Протяжно затрубил рог, и гулким эхом отозвалась долина. За рекой зажигались огни.
И вдруг с высот дружно грянули трубы: казалось, они поют под единым сводом, и слитный трубный гром раскатился по каменным склонам.
Так возвратился с победою властитель Мустангрима в Дунхерг, в свое высокогорное Укрывище. Последняя рать Ристании была в сборе; проведав о приближении конунга, воеводы встретили его у переправы, как и велел Гэндальф. Впереди ехал Дунгир, здешний правитель.
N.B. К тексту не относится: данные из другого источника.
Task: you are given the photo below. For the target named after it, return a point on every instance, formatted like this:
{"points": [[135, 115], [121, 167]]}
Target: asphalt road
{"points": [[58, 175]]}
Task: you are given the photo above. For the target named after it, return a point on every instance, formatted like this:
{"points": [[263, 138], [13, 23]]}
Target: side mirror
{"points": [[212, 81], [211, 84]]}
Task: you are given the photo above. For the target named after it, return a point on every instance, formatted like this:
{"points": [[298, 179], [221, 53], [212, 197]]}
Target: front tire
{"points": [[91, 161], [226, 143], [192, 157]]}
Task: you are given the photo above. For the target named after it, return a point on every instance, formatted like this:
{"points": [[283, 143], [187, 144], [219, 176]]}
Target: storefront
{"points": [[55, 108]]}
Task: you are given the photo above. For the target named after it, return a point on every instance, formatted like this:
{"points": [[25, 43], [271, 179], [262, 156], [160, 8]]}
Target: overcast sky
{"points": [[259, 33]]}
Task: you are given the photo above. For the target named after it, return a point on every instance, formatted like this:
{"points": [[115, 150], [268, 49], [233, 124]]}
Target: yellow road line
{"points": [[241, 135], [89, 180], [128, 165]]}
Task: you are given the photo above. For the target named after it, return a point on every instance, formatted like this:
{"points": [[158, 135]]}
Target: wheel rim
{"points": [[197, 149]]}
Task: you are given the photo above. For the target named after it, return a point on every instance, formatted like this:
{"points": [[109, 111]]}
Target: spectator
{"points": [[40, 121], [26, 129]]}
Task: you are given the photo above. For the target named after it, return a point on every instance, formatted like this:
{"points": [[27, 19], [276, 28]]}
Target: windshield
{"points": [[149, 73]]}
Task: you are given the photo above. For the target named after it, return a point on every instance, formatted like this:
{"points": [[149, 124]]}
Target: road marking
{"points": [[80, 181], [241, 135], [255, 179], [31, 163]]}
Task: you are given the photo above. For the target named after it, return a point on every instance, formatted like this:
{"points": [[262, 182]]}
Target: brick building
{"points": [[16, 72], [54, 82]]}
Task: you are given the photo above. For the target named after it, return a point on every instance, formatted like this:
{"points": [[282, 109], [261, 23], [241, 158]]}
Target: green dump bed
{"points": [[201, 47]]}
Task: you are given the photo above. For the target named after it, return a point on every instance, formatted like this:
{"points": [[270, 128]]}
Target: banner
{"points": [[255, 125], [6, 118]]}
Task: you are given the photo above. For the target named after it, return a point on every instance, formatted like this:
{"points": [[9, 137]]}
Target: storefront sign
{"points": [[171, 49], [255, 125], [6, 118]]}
– Государь, – сказал он, – три дня назад на рассвете примчался с запада в Эдорас Светозар, и Гэндальф несказанно обрадовал нас вестью о твоей победе. Но он приказал от лица твоего поторопить сбор. А затем нагрянул крылатый Призрак.
– Крылатый Призрак? – повторил Теоден. – Мы тоже видели его, но посреди ночи, еще когда Гэндальф был с нами.
– Может статься, вы его и видели, государь, – сказал Дунгир. – Он ли был тогда или другой, но исчадьем мрака, подобьем чудовищной птицы явился он в то утро над Эдорасом, и страх объял всех до единого. Ибо он снизился к Медусельду, почти до самого купола, и раздался вопль, оледенивший сердца. Тогда-то Гэндальф и посоветовал нам не собираться на равнине, а встретить тебя здесь, в горном Укрывище. И не зажигать ни костров, ни факелов помимо крайней нужды – так мы и сделали, потому что повелительны были его слова и мы услышали в них твое веление. Здесь, над долиною, чудища не появлялись.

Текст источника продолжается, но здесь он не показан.